Sunday, October 20, 2013
When it comes to tracking, historically, I've looked forward to it as much as I'd look forward to tracking and meeting the grizzly that left this print.
I hated thinking about what I'd eaten and writing it down meant I'd have to really own up to it. But, it's a tool that has worked for me and my relationship with tracking has improved over the years.
I definitely went through the phase when I wanted it to be perfect. Back in 1989 when I tracked and lost weight with Weight Watchers, they had boxes that you checked for each type of food. Oh how I hated when I'd eaten past my boxes. I did appreciate that it taught me to visualize the balance of foods that I needed to consume to have successful weight loss.

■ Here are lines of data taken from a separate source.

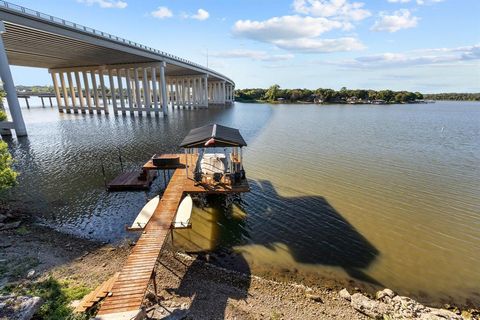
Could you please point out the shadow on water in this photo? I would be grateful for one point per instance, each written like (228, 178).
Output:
(312, 230)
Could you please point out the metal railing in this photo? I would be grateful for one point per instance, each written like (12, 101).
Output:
(78, 27)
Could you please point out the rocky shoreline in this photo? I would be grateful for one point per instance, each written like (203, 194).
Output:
(190, 286)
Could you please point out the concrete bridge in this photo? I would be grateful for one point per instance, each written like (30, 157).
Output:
(88, 65)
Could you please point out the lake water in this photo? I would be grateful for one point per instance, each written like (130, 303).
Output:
(389, 195)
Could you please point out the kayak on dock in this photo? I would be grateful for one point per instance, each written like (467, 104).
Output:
(184, 212)
(145, 214)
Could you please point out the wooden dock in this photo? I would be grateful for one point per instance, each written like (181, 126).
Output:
(132, 180)
(130, 287)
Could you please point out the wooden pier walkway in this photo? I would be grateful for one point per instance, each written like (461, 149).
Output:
(130, 287)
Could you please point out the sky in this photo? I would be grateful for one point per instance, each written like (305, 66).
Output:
(417, 45)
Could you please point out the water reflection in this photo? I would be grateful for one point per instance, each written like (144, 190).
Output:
(379, 192)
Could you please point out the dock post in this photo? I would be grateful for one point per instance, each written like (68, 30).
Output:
(9, 86)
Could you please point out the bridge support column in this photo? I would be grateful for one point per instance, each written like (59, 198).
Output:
(88, 95)
(112, 91)
(205, 91)
(57, 92)
(163, 86)
(80, 92)
(120, 91)
(9, 86)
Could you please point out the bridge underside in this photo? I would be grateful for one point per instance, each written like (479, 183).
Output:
(90, 68)
(36, 48)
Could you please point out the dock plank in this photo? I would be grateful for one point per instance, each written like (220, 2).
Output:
(129, 288)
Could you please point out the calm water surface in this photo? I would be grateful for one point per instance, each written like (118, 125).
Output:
(386, 194)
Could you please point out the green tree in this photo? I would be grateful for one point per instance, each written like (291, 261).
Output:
(272, 93)
(8, 177)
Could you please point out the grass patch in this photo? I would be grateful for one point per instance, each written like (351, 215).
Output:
(57, 296)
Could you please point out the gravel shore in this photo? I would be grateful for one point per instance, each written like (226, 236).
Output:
(189, 286)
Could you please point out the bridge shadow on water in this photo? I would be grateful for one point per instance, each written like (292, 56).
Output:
(313, 232)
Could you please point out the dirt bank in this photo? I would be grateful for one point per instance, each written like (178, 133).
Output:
(31, 254)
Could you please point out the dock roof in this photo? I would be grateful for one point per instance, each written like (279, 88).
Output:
(213, 135)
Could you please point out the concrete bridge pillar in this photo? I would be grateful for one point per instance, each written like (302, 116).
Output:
(145, 84)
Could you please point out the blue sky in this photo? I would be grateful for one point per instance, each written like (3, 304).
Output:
(418, 45)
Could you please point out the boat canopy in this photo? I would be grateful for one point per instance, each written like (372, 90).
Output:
(213, 135)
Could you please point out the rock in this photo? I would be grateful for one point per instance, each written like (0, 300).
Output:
(177, 314)
(11, 225)
(467, 315)
(345, 294)
(5, 244)
(440, 314)
(19, 308)
(151, 297)
(30, 274)
(385, 293)
(371, 308)
(314, 297)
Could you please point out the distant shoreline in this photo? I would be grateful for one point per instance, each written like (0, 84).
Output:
(338, 102)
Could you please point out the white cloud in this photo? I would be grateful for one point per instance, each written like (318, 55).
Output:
(415, 58)
(117, 4)
(297, 33)
(306, 45)
(419, 2)
(400, 19)
(252, 54)
(201, 15)
(335, 9)
(286, 27)
(162, 13)
(425, 2)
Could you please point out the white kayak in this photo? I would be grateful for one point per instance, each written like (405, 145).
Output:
(184, 212)
(145, 214)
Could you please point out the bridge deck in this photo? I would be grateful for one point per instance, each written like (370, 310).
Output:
(129, 289)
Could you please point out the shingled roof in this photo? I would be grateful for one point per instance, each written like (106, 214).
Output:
(213, 135)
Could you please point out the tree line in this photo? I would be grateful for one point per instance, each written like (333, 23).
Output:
(275, 93)
(453, 96)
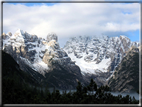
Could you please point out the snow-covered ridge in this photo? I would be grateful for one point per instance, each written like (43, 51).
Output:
(93, 54)
(30, 45)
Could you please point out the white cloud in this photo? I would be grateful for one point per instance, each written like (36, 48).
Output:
(72, 19)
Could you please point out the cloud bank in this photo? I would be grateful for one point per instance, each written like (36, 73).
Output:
(72, 19)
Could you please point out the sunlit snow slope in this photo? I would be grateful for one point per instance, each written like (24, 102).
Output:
(98, 53)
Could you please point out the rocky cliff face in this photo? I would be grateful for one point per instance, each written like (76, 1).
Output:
(98, 57)
(39, 56)
(126, 76)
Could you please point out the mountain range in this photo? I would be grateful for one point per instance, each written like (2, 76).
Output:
(81, 59)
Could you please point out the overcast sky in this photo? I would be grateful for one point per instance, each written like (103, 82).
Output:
(73, 19)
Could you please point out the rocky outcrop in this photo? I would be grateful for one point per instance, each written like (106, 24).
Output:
(126, 76)
(39, 56)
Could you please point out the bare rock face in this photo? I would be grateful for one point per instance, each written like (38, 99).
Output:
(52, 36)
(126, 76)
(4, 36)
(103, 53)
(38, 56)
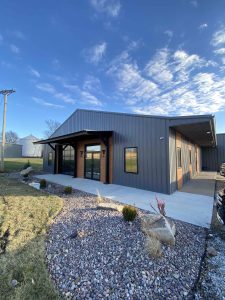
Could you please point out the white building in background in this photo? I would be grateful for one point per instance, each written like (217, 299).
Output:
(29, 149)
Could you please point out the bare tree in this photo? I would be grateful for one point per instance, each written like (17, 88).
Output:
(11, 137)
(52, 125)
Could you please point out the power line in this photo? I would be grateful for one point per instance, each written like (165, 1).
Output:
(5, 93)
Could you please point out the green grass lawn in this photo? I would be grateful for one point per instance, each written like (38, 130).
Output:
(25, 214)
(16, 164)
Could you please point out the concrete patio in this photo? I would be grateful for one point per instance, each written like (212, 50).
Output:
(184, 206)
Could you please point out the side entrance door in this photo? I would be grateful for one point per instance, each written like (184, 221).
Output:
(92, 162)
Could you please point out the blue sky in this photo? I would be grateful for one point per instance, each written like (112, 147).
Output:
(152, 57)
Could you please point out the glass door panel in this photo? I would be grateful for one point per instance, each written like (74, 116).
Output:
(96, 165)
(88, 165)
(92, 162)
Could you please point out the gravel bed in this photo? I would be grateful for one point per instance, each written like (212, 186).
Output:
(212, 280)
(109, 261)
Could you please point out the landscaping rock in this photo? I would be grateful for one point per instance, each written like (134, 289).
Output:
(110, 206)
(14, 283)
(26, 171)
(160, 227)
(211, 251)
(111, 261)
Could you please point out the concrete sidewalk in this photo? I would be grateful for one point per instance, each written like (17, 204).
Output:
(187, 207)
(201, 184)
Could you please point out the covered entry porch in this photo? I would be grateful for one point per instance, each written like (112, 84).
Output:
(184, 206)
(83, 154)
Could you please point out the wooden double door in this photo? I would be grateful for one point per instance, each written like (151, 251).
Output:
(92, 168)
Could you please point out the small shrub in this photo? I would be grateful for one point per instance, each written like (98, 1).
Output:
(68, 190)
(129, 213)
(153, 246)
(27, 165)
(43, 184)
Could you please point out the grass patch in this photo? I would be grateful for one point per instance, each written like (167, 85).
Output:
(26, 214)
(16, 164)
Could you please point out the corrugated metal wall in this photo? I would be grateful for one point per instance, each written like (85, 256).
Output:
(185, 145)
(12, 150)
(213, 157)
(149, 134)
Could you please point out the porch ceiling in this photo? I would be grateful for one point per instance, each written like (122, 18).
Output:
(75, 136)
(201, 133)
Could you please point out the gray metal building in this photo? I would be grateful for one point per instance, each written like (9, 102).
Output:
(149, 152)
(12, 150)
(212, 158)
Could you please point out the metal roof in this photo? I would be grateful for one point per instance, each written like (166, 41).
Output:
(68, 138)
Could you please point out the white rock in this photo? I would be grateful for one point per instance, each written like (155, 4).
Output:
(160, 227)
(110, 206)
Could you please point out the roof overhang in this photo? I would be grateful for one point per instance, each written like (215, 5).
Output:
(71, 138)
(200, 131)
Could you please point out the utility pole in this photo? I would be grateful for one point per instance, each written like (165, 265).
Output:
(5, 93)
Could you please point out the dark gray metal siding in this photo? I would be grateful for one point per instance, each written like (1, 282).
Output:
(13, 151)
(213, 157)
(149, 134)
(185, 143)
(46, 167)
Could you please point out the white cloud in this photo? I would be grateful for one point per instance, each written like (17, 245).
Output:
(19, 34)
(109, 7)
(95, 54)
(220, 51)
(158, 69)
(194, 3)
(56, 64)
(218, 38)
(34, 72)
(14, 49)
(45, 103)
(177, 83)
(90, 99)
(169, 33)
(85, 94)
(49, 88)
(203, 26)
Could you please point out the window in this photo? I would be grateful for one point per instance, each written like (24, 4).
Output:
(131, 160)
(179, 165)
(190, 157)
(50, 158)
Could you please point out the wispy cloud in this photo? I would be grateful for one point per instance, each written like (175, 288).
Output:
(6, 64)
(85, 94)
(169, 33)
(14, 48)
(56, 64)
(220, 51)
(194, 3)
(109, 7)
(171, 83)
(203, 26)
(45, 103)
(95, 54)
(34, 72)
(18, 34)
(218, 38)
(49, 88)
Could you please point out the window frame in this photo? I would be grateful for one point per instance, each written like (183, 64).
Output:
(179, 166)
(124, 157)
(190, 157)
(50, 161)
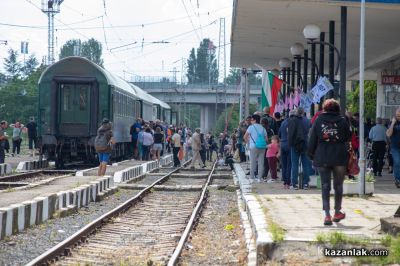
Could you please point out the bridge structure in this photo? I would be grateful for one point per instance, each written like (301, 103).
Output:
(210, 97)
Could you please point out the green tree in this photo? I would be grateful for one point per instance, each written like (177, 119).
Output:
(30, 65)
(91, 49)
(234, 77)
(369, 96)
(204, 64)
(12, 65)
(233, 118)
(20, 97)
(68, 49)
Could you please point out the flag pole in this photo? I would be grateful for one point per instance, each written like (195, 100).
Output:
(361, 162)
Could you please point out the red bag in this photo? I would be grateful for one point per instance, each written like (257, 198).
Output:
(352, 165)
(355, 141)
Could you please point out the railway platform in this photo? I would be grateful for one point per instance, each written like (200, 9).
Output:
(15, 160)
(299, 212)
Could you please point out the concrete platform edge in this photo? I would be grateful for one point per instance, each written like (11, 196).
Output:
(263, 238)
(17, 217)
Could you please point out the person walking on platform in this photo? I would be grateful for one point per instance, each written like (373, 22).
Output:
(3, 140)
(103, 143)
(176, 146)
(147, 142)
(196, 147)
(256, 137)
(32, 136)
(134, 131)
(203, 148)
(158, 142)
(377, 135)
(298, 127)
(16, 137)
(286, 162)
(188, 146)
(394, 134)
(328, 148)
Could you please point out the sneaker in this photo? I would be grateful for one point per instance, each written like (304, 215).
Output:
(338, 217)
(328, 220)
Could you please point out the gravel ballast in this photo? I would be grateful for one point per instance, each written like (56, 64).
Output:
(218, 239)
(21, 248)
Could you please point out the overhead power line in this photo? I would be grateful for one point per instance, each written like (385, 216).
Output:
(191, 21)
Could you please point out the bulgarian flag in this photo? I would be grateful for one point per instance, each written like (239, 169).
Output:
(271, 86)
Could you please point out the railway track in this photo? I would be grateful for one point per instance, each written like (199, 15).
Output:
(150, 227)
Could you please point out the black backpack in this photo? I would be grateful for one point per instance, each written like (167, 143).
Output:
(329, 131)
(101, 142)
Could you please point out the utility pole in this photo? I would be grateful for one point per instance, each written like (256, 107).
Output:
(51, 8)
(222, 64)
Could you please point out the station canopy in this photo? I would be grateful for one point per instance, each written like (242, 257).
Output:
(264, 30)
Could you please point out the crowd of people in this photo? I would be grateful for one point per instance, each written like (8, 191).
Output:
(150, 140)
(320, 146)
(16, 138)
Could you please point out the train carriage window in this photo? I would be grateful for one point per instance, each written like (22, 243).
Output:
(67, 97)
(83, 97)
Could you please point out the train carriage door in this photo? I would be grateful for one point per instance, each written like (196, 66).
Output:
(74, 118)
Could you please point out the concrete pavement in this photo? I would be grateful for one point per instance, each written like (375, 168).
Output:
(299, 212)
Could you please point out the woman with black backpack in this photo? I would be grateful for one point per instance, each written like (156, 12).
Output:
(328, 148)
(256, 137)
(103, 145)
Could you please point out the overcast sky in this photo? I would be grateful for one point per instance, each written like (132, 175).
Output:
(182, 23)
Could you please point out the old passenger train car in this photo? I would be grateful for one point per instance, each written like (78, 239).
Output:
(75, 95)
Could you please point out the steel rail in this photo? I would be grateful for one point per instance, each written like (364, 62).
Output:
(30, 174)
(196, 211)
(64, 247)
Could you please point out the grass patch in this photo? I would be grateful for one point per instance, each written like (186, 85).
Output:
(278, 233)
(393, 257)
(337, 238)
(233, 211)
(10, 189)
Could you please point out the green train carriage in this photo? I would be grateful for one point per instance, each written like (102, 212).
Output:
(74, 96)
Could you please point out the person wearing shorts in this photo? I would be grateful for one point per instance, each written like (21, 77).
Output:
(103, 145)
(158, 142)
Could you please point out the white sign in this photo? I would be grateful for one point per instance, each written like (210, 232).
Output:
(321, 89)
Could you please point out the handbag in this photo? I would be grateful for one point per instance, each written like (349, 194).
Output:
(352, 165)
(236, 156)
(17, 138)
(260, 142)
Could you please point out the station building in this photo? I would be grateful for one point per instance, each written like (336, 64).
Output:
(263, 31)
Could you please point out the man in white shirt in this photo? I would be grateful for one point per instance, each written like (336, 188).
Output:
(196, 147)
(176, 146)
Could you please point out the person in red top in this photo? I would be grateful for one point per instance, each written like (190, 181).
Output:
(315, 116)
(272, 157)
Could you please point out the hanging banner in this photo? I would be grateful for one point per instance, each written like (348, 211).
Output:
(322, 87)
(271, 86)
(306, 101)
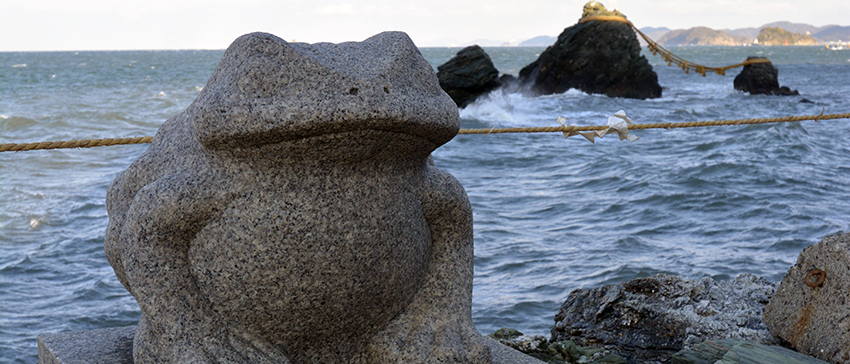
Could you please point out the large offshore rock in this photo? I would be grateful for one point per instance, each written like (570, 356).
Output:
(650, 319)
(468, 75)
(290, 215)
(761, 79)
(600, 57)
(811, 307)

After I'd lost weight, I relaxed on tracking and while I was able to stay close to where I wanted, I started taking a hard look at my emotional eating. Nothing like tracking to help me see a binge. I think the Breaking Free from Compulsive eating book helped me get through the judgement I put on myself about what I'd eaten. I started just looking at it as a way to observe myself and what led me to eating more that I wanted to eat.
So this week, when my Butterfly Butterfly team took up tracking as the LTGL challenge, I was actually happy to see how far I've come. I love online tracking, especially what's available on Spark People. I'm grateful for what it can teach me and I FINALLY get that what I find at the end of my food tracking is nothing to be afraid of.
Just like my behavior changes depending on what type of track i see on the trail, my behavior can change based on what I add to my tracker. I don't run out of the woods when I see a bear track, I'm just more cautious. I don't eat more when I see I've eaten too much, I'm just more cautious.
There's always a message, sometimes it's just hard to read.